Si le modèle assimilationniste turc ne tolère traditionnellement pas beaucoup l’affichage d’appartenances communautaires, une évolution importante a été engagée depuis l’arrivée au pouvoir de Recep Tayyip Erdogan et de son parti, le Parti de la justice et du développement (AKP). En effet, dans le cadre d’une libéralisation générale, les appartenances ethnico-religieuses ont été plus aisément évoquées : les mots « Kurde », « Tcherkesse », « Laze », « Arménien » apparaissent, par exemple, plus fréquemment dans les débats publics depuis 2002. En s’adressant aux 15 à 25 millions d’alévis qui se réclament d’Ali (gendre du prophète de l’islam, Mahomet), le président turc, Recep Tayyip Erdogan, sunnite, ira même jusqu’à déclarer à plusieurs reprises : « Si l’alévisme est l’amour d’Ali, je suis le premier des alévis. »
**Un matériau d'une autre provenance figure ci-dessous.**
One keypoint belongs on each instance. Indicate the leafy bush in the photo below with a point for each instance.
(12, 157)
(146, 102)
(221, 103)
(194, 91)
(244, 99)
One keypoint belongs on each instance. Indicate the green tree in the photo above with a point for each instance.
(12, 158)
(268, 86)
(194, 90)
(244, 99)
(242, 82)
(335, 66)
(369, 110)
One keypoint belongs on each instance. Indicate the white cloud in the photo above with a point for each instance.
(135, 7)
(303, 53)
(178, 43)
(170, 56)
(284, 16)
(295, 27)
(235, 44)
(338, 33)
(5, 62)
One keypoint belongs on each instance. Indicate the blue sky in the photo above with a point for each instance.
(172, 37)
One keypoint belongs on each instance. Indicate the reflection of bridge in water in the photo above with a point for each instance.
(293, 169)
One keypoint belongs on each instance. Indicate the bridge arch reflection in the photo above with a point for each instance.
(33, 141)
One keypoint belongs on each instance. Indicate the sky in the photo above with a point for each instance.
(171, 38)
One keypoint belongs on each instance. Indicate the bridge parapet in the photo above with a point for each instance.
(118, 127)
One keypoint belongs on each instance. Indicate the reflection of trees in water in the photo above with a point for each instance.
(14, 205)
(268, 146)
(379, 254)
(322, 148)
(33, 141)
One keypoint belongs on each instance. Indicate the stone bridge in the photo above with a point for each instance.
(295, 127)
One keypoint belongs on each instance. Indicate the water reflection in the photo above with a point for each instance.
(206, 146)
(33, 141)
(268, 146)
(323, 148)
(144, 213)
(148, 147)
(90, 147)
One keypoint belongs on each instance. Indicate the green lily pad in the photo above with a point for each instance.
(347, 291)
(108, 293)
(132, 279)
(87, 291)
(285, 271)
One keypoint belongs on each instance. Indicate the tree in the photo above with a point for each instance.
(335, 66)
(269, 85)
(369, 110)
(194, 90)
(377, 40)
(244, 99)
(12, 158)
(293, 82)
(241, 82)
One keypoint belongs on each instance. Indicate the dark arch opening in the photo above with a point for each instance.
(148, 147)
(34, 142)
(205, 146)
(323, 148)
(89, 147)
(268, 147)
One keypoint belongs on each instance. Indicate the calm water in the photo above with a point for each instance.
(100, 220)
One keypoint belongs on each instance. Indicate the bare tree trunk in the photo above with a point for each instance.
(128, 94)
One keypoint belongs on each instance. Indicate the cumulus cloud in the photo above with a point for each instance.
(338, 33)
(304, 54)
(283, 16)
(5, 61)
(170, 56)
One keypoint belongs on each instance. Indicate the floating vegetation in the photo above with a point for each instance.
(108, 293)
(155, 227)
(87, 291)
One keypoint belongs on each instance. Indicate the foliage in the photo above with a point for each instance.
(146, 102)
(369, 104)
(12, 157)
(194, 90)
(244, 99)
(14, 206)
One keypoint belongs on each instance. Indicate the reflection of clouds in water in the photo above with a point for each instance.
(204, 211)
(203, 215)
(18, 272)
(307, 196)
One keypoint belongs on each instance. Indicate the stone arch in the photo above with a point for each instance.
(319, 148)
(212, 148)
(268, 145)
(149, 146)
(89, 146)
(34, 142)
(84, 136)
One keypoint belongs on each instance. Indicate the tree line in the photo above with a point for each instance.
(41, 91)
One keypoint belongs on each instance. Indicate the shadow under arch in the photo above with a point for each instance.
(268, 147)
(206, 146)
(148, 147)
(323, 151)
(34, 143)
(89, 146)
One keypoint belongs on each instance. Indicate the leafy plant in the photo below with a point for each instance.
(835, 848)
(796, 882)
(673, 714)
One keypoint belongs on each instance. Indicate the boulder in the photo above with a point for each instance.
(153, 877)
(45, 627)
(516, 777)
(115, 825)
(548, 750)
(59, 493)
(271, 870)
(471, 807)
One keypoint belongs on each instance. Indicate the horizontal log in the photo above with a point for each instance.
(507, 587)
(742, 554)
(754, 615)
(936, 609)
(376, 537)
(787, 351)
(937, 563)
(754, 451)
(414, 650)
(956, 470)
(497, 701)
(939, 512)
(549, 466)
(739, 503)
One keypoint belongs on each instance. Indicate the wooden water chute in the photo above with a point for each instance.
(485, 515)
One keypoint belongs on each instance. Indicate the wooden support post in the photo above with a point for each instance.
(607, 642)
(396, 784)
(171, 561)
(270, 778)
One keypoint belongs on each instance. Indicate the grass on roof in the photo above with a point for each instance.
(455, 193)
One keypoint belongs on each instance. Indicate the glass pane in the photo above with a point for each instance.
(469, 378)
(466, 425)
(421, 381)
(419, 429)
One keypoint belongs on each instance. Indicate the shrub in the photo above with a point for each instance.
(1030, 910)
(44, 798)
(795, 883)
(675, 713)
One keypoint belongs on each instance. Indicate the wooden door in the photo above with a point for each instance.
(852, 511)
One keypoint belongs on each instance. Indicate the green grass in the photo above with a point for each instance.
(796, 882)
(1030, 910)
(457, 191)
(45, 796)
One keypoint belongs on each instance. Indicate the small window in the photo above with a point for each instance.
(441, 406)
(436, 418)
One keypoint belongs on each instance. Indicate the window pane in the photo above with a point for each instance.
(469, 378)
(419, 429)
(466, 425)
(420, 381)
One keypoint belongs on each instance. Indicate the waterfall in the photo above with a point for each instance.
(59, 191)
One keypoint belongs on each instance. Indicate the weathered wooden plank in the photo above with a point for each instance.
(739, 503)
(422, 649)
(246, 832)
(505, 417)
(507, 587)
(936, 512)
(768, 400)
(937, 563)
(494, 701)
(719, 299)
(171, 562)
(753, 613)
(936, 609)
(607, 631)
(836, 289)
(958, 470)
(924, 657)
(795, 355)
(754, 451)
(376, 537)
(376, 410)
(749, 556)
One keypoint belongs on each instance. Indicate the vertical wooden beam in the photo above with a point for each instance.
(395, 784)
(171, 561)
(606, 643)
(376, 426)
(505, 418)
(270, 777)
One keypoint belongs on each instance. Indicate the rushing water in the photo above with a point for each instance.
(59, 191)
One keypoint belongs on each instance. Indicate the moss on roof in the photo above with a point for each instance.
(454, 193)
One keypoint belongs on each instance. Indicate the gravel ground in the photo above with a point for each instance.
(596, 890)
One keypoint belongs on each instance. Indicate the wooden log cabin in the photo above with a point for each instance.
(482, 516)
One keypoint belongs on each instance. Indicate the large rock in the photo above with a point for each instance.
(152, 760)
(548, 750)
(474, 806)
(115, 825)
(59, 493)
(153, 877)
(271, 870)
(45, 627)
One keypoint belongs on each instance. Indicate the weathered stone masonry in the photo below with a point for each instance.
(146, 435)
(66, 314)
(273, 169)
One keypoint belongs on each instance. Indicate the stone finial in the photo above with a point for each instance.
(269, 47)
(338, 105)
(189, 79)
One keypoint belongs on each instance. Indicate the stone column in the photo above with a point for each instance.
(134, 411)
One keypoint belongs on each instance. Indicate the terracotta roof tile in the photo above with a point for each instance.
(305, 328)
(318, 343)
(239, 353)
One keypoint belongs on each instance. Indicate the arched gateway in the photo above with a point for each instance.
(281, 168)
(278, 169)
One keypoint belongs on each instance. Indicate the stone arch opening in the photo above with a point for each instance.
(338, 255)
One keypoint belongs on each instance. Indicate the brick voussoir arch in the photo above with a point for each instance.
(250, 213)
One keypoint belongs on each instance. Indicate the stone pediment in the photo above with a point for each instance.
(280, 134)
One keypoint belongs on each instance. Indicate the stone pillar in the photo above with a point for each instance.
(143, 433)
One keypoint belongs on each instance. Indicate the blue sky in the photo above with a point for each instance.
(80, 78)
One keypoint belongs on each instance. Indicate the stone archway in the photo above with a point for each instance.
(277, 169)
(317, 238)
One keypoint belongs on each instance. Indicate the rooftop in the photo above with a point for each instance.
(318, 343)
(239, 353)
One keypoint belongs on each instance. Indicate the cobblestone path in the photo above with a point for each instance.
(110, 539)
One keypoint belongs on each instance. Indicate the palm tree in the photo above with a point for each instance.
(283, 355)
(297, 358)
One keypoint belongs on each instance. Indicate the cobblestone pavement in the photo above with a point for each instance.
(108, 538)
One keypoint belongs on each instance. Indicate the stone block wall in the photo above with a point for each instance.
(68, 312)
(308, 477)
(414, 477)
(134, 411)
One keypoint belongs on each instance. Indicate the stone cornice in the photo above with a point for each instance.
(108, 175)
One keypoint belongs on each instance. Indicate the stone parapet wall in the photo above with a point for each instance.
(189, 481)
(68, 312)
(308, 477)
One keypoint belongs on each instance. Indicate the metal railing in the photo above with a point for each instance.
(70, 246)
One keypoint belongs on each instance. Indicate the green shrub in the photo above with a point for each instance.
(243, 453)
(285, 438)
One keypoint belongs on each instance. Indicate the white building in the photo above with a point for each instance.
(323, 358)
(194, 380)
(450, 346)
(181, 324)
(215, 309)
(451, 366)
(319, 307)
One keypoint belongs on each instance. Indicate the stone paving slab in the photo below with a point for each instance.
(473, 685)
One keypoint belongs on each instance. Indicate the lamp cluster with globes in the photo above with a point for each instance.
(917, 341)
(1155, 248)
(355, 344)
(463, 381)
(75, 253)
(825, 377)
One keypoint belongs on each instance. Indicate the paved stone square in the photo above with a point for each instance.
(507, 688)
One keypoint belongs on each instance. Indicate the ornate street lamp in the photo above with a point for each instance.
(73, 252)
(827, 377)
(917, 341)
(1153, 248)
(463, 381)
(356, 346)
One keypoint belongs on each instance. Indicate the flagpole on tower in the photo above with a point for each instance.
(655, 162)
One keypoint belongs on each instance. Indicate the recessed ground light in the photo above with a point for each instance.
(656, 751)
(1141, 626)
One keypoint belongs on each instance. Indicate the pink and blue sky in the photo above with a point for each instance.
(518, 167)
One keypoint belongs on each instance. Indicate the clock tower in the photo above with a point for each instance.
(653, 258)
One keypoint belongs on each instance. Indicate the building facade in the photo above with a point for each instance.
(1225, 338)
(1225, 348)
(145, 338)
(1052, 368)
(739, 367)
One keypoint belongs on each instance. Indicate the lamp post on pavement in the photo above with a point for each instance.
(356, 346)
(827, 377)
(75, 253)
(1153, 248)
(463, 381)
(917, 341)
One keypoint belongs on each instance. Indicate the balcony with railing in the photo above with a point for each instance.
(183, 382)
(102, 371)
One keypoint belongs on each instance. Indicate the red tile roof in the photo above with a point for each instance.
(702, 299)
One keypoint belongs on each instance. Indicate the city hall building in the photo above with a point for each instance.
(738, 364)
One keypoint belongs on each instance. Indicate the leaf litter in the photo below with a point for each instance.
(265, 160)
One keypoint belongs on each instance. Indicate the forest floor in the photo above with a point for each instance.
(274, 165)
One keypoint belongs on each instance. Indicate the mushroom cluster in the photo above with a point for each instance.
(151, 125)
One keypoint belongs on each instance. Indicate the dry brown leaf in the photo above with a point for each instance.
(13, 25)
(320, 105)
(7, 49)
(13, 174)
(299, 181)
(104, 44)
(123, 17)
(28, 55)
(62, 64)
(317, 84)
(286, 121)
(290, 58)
Quelques semaines encore avant la vidéo, la marginalisation de cette minorité qui a subi plusieurs massacres au cours de son histoire et la tradition kémaliste laïque avaient poussé à la discrétion l’ancien haut fonctionnaire. Les représentants de l’exécutif, président en tête, n’ont pas manqué de réagir : « Personne ne t’a demandé si tu es alévi ou pas. Nous avons aussi du respect pour les alévis (…), mais quel intérêt de le dire ? »

Lors de la campagne présidentielle de 2014, Erdogan avait toutefois déclaré, en rappelant subtilement les convictions religieuses de son opposant, qui soutenait à l’époque le candidat Ekmeleddin Ihsanoglu : « Kiliçdaroglu, tu peux être alévi. Moi, je te respecte. Il ne faut pas en avoir honte ni en avoir peur. Dis-le tranquillement. Moi, je suis sunnite. Je le dis tranquillement. Il ne faut pas en avoir honte. Il ne faut pas tromper les gens. »

Extrême polarisation

Sans en faire un étendard, le candidat kémaliste a donc souhaité couper l’herbe sous le pied d’une possible instrumentalisation, bon nombre d’observateurs ne pensant pas possible la victoire d’un président alévi. Pourtant, au-delà du contexte économique et des conséquences des terribles tremblements de terre de février, le mode de scrutin – qui était souhaité par l’exécutif – rend la probabilité d’une alternance très élevée. Depuis le référendum de 2017, le président est à la tête de l’Etat avec des prérogatives élargies en étant élu au scrutin uninominal majoritaire à deux tours. Ces modalités conduisent tous les opposants à s’unir autour d’un vote de rejet s’apparentant à un référendum.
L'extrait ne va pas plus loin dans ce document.